Pela resolução nº 144/95, de 10 de Agosto, do Governo Regional dos Açores, o Jardim Botânico José do Canto é imóvel de interesse público.

Em Dezembro de 2013, iniciou-se um projeto de requalificação, que é coordenado cientificamente pelo Doutor Raimundo Quintal, investigador do Centro de Estudos Geográficos da Universidade de Lisboa, que incide “sobretudo na limpeza de plantas invasoras, que durante anos foram invadindo o espaço, reabertura dos caminhos do jardim primitivo e colocação de placas de identificação nas espécies”, bem como a criação de um núcleo de flora dos Açores.

Embora o jardim atual, com 7 ha de área, não possua a riqueza florística do tempo de José do Canto é um um espaço de grande interesse paisagístico e botânico, povoado por árvores que impressionam pelo seu porte monumental ou pela sua morfologia singular: - árvores-da-borracha-australianas (Ficus macrophylla), pinheiros-de-damara (Agathis robusta), araucárias-de-bidwill (Araucaria bidwillii), melaleucas (Melaleuca linariifolia, Melaleuca styphelioides), turpentine (Syncarpia glomulifera) e eucaliptos (Eucalyptus globulus, Eucalyptus camaldulensis), indígenas da Austrália; pinheiros-da-Nova-Caledónia (Araucaria columnaris), da Nova Caledónia e das ilhas Novas Hébridas; metrosídero (Metrosideros excelsa), da Nova Zelândia; canforeiras (Cinnamomum camphora), do Japão, Ilha Formosa e Malásia; Elaeocarpus decipiens, do Japão, China e Coreia; podocarpos (Podocarpus macrophyllus), do Japão e da China; magnólias (Magnolia grandiflora) e cipreste-dos-pântanos (Taxodium distichum), do Sudeste da América do Norte; azinheiras (Quercus rotundifolia), do Sul da Europa e do Norte de África; carvalhos-roble (Quercus robur), da Europa; tis (Ocotea foetens), da Macaronésia. (http://www.josedocanto.com/sobre-about/).

A obra de José do Canto estendeu-se à agricultura, tendo criado o que se chamou a Casa Agrícola de José do Canto que produziu laranja, vinho (o vinho do Pico era a produção principal no grupo central), trigo, milho, leguminosas e chá.

José do Canto foi um dos principais dinamizadores da SPAM - Sociedade Promotora da Agricultura Micaelense, fundada em Janeiro de 1843, em reunião realizada na casa de seu pai, o morgado José Caetano Dias do Canto e Medeiros. 

A SPAM tinha como objetivo modernizar a agricultura micaelense, para tal montou “uma biblioteca e um gabinete de consultas agronómicas, organizou cursos avulsos de formação (deram-se, por exemplo, aulas de química para análise dos solos), cultivou viveiros com espécies a introduzir na ilha, e projetava a criação de uma quinta-modelo para escola-agrícola, de um banco rural para financiamento específico, pugnava pelo melhoramento das raças dos vários tipos de gado, a introdução das pastagens artificiais e a estabulação dos gados, propondo concursos de produção qualitativa, etc.”(Borges, 2007).

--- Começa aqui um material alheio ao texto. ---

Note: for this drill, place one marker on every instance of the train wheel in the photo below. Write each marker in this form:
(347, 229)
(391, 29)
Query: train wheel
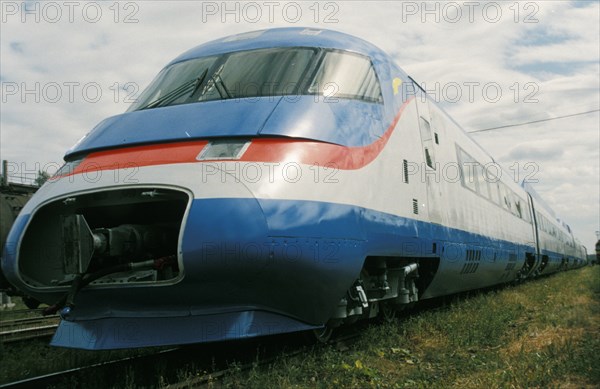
(30, 302)
(387, 313)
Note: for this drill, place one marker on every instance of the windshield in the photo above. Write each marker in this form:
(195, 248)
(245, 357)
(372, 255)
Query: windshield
(260, 73)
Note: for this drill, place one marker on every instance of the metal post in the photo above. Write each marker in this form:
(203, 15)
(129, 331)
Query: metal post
(4, 173)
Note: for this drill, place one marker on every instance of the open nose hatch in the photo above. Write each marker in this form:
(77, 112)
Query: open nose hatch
(117, 237)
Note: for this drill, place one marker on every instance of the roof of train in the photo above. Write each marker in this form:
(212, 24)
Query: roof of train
(283, 37)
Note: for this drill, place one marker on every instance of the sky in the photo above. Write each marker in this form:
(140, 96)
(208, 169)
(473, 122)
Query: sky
(66, 65)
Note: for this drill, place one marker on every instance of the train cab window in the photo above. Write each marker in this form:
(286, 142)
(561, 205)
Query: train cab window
(252, 73)
(346, 75)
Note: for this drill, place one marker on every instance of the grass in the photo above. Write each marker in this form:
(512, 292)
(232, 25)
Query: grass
(544, 333)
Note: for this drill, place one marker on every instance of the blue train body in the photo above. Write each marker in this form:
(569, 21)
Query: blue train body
(276, 181)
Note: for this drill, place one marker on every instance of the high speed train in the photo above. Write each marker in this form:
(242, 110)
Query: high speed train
(268, 182)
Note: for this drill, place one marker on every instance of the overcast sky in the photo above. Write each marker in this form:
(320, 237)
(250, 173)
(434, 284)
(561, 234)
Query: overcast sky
(66, 65)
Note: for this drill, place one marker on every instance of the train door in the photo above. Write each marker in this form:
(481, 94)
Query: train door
(429, 169)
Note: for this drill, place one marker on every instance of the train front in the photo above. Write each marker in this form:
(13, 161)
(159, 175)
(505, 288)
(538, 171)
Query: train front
(208, 211)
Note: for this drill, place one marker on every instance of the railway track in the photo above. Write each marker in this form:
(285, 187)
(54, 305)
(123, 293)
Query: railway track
(217, 361)
(27, 328)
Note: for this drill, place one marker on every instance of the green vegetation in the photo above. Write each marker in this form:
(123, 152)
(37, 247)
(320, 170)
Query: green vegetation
(544, 333)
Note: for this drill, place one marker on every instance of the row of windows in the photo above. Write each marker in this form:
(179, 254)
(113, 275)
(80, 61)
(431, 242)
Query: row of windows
(545, 225)
(478, 179)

Para a divulgação das mais recentes descobertas na área da agronomia, a SPAM editou um mensário, “O Agricultor Michalense”.

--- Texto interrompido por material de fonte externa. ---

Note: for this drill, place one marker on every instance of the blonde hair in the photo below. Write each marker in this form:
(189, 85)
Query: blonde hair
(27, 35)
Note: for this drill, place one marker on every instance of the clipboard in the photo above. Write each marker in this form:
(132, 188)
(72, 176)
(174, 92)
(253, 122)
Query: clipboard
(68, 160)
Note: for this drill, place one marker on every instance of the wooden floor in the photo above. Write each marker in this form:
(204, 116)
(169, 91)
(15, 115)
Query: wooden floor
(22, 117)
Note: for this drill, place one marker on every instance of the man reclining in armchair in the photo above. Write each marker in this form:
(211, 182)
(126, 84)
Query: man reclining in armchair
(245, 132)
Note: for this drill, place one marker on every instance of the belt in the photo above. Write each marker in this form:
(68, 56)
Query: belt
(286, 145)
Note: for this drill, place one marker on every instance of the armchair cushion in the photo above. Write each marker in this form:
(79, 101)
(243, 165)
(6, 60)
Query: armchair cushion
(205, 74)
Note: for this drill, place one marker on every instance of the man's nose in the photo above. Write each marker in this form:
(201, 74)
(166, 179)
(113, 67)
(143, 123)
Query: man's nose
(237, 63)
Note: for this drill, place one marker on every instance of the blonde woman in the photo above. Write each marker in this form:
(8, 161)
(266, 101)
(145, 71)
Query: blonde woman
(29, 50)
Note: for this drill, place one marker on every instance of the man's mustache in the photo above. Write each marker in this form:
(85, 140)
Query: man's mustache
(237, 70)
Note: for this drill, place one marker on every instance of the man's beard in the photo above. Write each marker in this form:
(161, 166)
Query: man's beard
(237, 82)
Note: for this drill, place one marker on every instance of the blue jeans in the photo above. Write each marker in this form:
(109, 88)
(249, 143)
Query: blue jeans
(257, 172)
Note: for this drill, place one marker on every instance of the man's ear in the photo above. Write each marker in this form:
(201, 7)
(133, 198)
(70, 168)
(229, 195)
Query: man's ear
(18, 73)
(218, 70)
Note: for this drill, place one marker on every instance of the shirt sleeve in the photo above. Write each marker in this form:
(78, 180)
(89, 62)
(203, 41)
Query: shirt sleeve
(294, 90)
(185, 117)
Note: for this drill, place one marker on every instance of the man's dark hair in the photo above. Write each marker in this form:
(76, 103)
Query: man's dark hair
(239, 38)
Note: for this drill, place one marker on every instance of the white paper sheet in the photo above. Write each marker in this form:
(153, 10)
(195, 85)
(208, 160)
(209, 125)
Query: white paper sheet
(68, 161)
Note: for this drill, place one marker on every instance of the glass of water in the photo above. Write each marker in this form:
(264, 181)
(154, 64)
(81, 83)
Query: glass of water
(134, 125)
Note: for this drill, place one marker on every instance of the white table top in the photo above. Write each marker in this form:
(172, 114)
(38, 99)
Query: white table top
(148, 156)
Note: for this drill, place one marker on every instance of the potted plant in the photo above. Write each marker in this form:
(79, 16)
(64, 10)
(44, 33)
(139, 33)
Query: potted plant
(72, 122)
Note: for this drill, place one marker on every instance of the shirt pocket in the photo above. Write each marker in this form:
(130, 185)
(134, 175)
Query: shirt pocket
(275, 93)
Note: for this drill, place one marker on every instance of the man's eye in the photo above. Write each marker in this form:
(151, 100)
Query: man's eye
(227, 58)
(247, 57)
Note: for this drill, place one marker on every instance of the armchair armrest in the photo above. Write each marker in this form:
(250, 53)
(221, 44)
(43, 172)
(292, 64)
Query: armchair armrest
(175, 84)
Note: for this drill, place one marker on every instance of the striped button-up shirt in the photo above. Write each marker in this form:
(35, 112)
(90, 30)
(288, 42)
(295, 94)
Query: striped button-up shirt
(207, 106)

José do Canto não foi apenas um agricultor e apaixonado pela botânica, foi também um bibliófilo que se distinguiu pela sua coleção de obras de e sobre Luís de Camões, sendo a sua coleção camoniana considerada a segunda a nível nacional. Pela raridade das espécies, a sua livraria é uma das mais valiosas das existentes na Biblioteca Pública e Arquivo Regional de Ponta Delgada.

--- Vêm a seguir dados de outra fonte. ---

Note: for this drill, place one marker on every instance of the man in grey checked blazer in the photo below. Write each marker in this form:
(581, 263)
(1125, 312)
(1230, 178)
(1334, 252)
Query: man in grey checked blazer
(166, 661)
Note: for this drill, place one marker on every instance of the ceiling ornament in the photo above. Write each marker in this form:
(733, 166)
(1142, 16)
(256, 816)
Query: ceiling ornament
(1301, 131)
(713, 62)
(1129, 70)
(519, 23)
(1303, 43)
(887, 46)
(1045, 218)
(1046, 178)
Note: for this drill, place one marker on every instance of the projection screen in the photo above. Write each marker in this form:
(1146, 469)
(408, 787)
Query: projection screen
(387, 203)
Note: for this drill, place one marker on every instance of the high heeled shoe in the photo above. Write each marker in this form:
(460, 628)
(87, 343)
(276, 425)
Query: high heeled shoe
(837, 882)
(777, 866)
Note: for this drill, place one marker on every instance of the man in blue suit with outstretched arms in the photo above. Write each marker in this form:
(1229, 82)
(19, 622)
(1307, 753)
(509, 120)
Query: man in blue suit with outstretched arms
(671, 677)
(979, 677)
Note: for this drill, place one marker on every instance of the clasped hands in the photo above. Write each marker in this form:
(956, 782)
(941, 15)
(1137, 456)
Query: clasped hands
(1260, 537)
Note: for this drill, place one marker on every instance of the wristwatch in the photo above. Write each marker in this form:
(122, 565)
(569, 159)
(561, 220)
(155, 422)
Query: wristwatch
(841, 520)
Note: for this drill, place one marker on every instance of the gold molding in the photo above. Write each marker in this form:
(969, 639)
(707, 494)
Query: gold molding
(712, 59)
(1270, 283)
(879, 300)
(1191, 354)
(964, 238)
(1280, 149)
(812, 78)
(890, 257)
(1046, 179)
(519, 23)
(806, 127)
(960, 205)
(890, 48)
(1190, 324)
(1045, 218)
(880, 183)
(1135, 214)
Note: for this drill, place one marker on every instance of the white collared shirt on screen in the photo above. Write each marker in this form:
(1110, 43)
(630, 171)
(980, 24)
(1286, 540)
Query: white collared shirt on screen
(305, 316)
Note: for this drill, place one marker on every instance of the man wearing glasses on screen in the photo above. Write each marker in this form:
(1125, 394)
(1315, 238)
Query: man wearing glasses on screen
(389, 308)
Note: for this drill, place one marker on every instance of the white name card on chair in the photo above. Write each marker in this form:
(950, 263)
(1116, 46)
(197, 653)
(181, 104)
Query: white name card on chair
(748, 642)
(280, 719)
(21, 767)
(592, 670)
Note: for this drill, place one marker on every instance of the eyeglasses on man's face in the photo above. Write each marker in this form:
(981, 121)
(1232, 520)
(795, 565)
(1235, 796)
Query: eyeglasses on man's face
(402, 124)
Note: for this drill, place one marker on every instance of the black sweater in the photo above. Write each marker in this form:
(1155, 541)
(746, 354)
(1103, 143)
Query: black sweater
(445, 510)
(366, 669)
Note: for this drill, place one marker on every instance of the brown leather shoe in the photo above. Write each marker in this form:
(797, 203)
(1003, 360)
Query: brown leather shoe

Para além de muitos artigos publicados no Agricultor Micaelense e de pequenos opúsculos de interesse local, José do Canto escreveu: Calendário Rústico, 1851; Centenário de Camões. Catálogo da coleção camoniana exposta na Biblioteca de Ponta Delgada, 1880; Coleção Camoniana, 1895; Tarde e noite de Maio (novela inédita). 

José do Canto foi também um mecenas, tendo patrocinado uma bolsa que permitiu que Marciano Henriques da Silva estudasse em Paris e custeado a publicação de livros de Bulhão Pato e de Feliciano de Castilho.


Bibliografia

Albergaria, A. (s/d). Memória histórica e descritiva do Jardim José do Canto. Ponta Delgada. Policopiado

Albergaria, I. (2000). Quintas, jardins e parques da Ilha de São Miguel:785-1885. Lisboa: Quetzal editores.

Borges, P. (2008). O desenho do território e a construção da paisagem na ilha de S. Miguel, Açores, na segunda metade do século XIX, através de um dos seus protagonistas. Tese de Doutoramento. Universidade de Coimbra. Coimbra.

Riley, C. (2001). José do Canto retrato de um cavalheiro na primavera da vida. Arquipélago História, 2ª série, V. 211-264.